不意をつかれてその場にしりもちをつき、脚を広げて座り込んでしまうZロリ。
両側から、IシシとNシシが助けようと駆け寄った。
岩場をヒラリと飛び越えて現れた人影が正面に仁王立ちしている。
「祭壇のお供えに手を出すとはバチあ……ぎゃああああああああああ〜〜〜〜〜〜〜〜!!」
いきなりすさまじい悲鳴と共にその若者はZロリの鼻面を蹴り上げ、持っていた棒でめちゃくちゃに殴った。
最初の一撃ですでに気絶状態だったZロリは抵抗できない。あまりの迫力にIシシとNシシはただ立ち尽くしていた。
やがて殴りつかれて肩で息をしながら……その若者はこう言った。
「やだっ!!あたしったら…………ごめんなさい!!」
IシシとNシシがボロ雑巾のようになったZロリを見ると……大きく開がった両脚の間から、
カメの子が首をのばしてこっちを見ていた。
若者……いや、なぜか男の姿をしていたがそれは少女だった。
彼女はおわびにと三人を家に連れて行った。そこは都合のいいことに小さな病院で、
出迎えた両親はZロリのキズの手当てをし、食事も出してくれた。
「お怪我をさせてしまって申し訳ありません。遠慮なく召し上がってください」
「はあ………いや、おれさまたちもお供えものを食っちゃって…」
「包帯姿が痛々しいだ。せんせ…」
「うちが医者だから良かったようなものの…あまり乱暴してはいけませんよ」
「ごめんなさい……」
「あん時はアレがナニに見えちゃったんだからムリないだよ」
「ホントのミニZロリはあんなに大きくないだよ〜」
「おまえらぁ!!いいかげんにしろ!!ったくもぉ…それにしてもあれ、すごいご馳走だったなあ。なんかお祭りでもあったのか?」
「あれは……あの量を毎日そなえるようにと。神官が」
「ふ〜ん……ずいぶん大食らいな神様だな」
主人は言いにくそうに言った。
「この海の神は、荒ぶる神で。神のご機嫌を損ねると大変なことになると」
「そういえば、魚がちっともとれなかったな」
「神官は、神のご機嫌を損ねないよう、貢物をきちんとせよと。生け贄も年に一度必要です」
貢物と聞いてZロリの目が、悪の色にキラリと光った。
(うまいこと貢物だけ手に入れてZロリ城の資金に……ニッヒヒ…いけるぜこれは)
しかしカメのママ探しも大切だ。あまり長居はできない。
「生け贄の儀式っていつだ?」
急に母親が泣き出した。
「どっ、どうしたんですかママさん?!誰だ泣かしたのは誰だ!!コラァ!!ひょっとしておれさまか??おれさまなのか?!
わああああああああああああ!!ママを泣かすなんて!!!おれさまのバカバカ!!!」
怒ったり泣いたり忙しく取り乱すZロリに、父親が説明した。
「儀式は明日なんです……そしてこの子が今回の…」
「女の子なのに……なにも行かなくても……あなたまでいなくなったら…母さん……」
「母さん心配しないで。
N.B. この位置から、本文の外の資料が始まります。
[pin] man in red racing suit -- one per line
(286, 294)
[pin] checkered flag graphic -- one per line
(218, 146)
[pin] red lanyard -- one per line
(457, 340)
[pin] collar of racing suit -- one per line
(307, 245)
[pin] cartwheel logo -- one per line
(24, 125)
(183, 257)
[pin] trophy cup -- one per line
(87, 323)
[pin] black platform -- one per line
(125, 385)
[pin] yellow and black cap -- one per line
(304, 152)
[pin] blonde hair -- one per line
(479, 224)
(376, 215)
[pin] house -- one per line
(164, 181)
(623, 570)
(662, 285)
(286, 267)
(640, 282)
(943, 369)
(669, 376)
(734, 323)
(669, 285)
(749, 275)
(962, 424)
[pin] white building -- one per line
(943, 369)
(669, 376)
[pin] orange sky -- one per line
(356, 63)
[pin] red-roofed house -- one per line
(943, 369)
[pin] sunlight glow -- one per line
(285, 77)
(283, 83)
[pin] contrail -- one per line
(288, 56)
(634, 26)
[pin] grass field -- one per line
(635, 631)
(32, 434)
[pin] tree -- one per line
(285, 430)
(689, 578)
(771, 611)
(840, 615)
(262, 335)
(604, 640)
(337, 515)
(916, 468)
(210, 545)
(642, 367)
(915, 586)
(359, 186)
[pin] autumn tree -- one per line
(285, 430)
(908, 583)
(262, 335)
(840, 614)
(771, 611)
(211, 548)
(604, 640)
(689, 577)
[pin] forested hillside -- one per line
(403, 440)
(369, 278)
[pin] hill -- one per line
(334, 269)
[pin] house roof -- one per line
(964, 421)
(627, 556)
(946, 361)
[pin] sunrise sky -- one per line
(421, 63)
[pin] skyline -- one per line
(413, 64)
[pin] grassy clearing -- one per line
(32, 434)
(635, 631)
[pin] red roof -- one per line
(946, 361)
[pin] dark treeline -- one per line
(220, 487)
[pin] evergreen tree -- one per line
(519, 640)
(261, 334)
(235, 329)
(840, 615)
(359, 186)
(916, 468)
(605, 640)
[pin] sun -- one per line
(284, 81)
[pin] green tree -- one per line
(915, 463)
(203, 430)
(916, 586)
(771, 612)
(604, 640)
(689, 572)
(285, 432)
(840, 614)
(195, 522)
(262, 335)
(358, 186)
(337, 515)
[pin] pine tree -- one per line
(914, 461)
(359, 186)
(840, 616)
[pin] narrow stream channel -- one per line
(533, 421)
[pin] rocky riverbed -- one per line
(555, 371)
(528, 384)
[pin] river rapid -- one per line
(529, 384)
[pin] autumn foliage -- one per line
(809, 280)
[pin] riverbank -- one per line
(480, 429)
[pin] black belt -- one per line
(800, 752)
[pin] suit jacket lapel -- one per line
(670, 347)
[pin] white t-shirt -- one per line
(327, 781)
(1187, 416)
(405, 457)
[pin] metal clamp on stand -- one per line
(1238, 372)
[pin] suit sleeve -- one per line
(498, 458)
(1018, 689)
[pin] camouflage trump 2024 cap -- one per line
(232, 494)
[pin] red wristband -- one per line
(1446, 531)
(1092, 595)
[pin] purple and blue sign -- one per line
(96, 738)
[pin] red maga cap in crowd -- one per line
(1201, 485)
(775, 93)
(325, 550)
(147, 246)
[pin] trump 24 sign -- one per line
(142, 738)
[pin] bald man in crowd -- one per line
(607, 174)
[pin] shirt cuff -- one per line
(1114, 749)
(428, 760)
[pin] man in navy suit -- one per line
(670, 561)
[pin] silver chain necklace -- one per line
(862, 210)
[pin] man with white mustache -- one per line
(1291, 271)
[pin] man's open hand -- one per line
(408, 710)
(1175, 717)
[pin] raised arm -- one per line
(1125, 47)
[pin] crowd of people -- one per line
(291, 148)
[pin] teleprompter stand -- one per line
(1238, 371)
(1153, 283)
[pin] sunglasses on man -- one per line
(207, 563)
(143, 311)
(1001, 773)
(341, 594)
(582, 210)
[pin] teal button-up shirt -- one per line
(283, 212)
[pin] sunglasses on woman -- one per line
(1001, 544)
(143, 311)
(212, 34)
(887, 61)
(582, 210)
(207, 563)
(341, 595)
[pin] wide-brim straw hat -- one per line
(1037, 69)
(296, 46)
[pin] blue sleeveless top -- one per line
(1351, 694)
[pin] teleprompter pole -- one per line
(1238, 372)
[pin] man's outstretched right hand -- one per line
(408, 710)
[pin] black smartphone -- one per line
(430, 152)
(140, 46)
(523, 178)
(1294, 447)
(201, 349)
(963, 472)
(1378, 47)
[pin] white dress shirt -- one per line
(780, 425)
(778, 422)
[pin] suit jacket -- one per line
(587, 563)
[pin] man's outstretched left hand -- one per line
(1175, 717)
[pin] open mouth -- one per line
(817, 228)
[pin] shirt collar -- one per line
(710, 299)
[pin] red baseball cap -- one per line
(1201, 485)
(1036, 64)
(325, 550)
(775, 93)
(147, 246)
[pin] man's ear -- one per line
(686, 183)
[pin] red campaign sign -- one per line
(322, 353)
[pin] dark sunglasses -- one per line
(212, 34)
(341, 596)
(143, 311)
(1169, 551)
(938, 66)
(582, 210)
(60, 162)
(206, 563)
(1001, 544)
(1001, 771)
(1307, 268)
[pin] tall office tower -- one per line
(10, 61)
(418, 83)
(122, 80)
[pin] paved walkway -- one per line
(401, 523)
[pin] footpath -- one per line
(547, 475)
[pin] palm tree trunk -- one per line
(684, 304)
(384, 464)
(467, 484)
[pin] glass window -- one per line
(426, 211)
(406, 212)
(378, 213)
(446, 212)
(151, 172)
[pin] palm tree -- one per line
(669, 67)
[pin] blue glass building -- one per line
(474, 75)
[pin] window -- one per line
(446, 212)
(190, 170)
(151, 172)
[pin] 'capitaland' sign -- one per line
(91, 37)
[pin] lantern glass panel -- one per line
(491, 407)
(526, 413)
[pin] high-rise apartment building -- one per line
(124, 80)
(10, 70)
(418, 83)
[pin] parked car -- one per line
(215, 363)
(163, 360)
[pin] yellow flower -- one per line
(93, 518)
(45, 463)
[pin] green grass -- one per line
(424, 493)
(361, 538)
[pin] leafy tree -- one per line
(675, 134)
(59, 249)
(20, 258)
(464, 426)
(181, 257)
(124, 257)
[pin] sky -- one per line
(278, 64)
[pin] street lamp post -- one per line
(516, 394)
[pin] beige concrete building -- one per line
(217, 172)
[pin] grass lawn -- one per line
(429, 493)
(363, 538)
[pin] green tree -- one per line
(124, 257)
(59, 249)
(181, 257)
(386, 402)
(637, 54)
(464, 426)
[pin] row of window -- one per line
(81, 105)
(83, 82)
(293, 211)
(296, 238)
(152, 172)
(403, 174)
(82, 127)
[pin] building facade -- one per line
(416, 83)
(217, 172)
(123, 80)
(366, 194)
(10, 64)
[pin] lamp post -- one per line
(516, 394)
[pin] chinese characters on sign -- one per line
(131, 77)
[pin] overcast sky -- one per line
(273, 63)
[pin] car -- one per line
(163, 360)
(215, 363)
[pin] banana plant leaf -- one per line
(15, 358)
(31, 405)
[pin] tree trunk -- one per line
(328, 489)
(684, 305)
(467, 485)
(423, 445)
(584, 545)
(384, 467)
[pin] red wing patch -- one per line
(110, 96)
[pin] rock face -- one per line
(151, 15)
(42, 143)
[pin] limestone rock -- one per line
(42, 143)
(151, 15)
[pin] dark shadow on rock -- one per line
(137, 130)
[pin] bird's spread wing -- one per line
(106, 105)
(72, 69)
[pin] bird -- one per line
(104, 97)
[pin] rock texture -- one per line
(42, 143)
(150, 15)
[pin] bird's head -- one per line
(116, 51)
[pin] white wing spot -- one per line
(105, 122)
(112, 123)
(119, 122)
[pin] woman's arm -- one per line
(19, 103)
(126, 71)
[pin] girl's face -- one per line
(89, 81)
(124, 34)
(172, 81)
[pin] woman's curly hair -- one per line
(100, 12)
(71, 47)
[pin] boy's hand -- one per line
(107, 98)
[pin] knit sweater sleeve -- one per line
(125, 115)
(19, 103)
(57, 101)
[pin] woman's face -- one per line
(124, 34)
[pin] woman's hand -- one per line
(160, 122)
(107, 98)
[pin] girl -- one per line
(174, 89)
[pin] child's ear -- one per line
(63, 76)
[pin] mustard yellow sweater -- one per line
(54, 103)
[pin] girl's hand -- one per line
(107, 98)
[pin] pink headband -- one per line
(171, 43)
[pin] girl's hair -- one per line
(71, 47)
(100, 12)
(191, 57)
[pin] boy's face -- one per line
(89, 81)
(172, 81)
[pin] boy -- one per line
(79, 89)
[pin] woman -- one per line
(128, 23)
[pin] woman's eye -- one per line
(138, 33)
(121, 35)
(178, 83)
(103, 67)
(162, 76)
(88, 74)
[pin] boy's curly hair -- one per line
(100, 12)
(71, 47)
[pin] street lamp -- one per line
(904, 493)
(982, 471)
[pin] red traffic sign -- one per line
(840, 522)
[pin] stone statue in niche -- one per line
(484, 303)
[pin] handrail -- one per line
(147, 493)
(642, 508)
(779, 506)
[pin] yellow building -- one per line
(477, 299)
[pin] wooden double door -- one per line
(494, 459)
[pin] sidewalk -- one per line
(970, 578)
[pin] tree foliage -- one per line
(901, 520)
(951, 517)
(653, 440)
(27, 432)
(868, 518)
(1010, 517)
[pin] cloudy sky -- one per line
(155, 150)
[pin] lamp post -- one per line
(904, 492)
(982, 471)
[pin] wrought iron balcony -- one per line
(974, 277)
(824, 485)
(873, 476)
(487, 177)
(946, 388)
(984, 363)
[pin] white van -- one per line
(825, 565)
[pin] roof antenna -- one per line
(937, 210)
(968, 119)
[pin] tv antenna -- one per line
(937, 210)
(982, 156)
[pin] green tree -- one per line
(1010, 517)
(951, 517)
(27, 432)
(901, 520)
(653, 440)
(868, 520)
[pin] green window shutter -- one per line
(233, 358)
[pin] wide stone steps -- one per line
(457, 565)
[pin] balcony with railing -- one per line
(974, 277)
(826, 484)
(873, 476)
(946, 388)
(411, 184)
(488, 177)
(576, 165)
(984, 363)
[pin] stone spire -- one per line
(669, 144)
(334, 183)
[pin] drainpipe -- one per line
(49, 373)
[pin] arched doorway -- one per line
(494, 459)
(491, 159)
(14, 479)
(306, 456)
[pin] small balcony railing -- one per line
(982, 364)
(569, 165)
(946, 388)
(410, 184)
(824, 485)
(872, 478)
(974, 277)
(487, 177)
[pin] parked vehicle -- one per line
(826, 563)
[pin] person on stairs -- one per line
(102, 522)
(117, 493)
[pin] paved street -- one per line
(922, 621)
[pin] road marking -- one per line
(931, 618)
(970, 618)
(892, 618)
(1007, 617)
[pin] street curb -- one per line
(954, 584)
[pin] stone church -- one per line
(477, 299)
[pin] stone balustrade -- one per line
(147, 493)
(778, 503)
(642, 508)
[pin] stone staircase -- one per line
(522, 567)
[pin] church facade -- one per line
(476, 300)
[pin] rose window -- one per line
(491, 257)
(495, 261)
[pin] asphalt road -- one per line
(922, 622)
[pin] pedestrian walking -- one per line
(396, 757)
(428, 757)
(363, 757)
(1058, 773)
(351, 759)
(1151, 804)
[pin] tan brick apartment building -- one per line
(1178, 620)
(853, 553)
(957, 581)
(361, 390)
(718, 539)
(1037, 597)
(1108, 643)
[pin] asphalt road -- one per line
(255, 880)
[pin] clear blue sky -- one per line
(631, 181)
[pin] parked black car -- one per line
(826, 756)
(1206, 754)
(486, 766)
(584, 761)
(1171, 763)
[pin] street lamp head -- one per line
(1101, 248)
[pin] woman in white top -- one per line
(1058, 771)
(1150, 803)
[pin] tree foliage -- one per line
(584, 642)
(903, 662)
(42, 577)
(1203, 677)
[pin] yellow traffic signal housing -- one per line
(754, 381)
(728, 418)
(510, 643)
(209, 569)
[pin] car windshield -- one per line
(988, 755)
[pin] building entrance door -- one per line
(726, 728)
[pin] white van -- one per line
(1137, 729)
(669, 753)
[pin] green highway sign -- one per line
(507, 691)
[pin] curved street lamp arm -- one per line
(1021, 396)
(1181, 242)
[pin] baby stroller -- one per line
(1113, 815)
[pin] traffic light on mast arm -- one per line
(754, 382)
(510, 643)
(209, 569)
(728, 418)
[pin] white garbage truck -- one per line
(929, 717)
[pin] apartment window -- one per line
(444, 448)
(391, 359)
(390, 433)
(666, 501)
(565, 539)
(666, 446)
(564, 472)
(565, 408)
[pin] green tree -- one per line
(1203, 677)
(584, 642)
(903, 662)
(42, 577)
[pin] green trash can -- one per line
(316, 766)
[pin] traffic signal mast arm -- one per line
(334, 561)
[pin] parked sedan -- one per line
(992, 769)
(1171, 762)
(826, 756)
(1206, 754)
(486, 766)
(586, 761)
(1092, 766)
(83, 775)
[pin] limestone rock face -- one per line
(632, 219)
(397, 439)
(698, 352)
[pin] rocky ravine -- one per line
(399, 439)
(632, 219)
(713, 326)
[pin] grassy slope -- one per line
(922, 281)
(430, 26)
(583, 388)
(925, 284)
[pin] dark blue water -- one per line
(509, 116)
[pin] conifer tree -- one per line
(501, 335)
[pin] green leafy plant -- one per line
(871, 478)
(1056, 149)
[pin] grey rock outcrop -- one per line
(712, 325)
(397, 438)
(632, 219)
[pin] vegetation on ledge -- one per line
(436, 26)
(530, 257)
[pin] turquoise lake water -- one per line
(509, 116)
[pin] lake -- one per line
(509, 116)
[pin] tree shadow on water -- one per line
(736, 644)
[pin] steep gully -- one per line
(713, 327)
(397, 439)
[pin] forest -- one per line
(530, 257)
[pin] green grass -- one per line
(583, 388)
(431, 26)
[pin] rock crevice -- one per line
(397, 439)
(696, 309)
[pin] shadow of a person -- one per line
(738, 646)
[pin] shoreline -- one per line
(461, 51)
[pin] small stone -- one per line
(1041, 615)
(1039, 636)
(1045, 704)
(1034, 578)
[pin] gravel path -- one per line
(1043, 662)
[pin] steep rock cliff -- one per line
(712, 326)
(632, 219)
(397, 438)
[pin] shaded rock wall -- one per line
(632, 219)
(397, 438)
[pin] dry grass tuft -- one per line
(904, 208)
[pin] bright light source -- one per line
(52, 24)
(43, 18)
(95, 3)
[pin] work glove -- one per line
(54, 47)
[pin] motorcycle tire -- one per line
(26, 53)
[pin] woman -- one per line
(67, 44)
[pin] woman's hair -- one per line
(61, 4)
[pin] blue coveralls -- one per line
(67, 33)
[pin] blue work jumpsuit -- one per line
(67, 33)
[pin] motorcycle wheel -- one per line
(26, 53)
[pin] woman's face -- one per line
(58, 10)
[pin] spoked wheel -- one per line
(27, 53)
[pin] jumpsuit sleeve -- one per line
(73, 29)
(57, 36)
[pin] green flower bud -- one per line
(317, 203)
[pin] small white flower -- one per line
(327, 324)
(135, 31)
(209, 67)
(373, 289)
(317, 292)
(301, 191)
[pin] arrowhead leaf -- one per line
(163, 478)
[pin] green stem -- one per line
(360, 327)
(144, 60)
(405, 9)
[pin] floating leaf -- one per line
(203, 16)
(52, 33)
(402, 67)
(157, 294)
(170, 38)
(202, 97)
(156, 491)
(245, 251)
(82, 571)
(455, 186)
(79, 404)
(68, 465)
兄さんはきっと生きてるわ。確かめるには生け贄として神殿の奥に入るしかないの」
(生け贄になった息子さんがいるのか。…………よし、おれさまが会わせてやる)
Zロリはすっくと立ち上がると、ビシッとポーズを決め、力強く言った。
「安心して下さい!!おれさ……あ、いや、わたしが力になりましょう!!
申し遅れましたが、かいけつZロリただいま参上!!」
「包帯姿でもカッコいいだ!!せんせッ!!」
陽が沈むと生け贄の少女は海辺の暗い洞窟におごそかに運ばれた。
足元までかくれるローブに身を包んだ神官が娘の前に立つ。
「そなたが今年の生け贄となる者か?覚悟はできておるな」
ZロリとIシシ・Nシシは岩陰に身をひそめ息を殺していた。
(神官のスキを見てあっちの道から侵入だぞ) (わかっただ!)
神官は少女に近付き軽く体に触れた。
「…はて、生け贄は男のはずだが?!」
少女はハッとなって体を硬くした。
「女か?!女なのだな?!神を欺こうというのか?!不埒な!!」
Zロリは一瞬何が起こったのかわからなかった。
(生け贄は男限定ってことか?!…だから男の格好をしてたのか!)
ぶう〜〜〜〜〜〜〜〜〜〜ッツ!!!
不意に間の抜けた大きな音が響く。Nシシのおならだ。
(緊張してやっちまっただあ〜〜〜〜〜)
「誰じゃそこにいるのは!!!」
神官は叫ぶと同時にハンマーを振るった。Zロリたちが隠れていた岩は鼻先で粉々に砕かれた。
もう数センチずれていたら確実に鼻が落ちていただろう。……なんだかズボンの前がちょっとぬれた気もする。
神官は固まって見上げている三人をしばらく見下ろしていたが、Zロリに視線を固定し、目を細めて言った。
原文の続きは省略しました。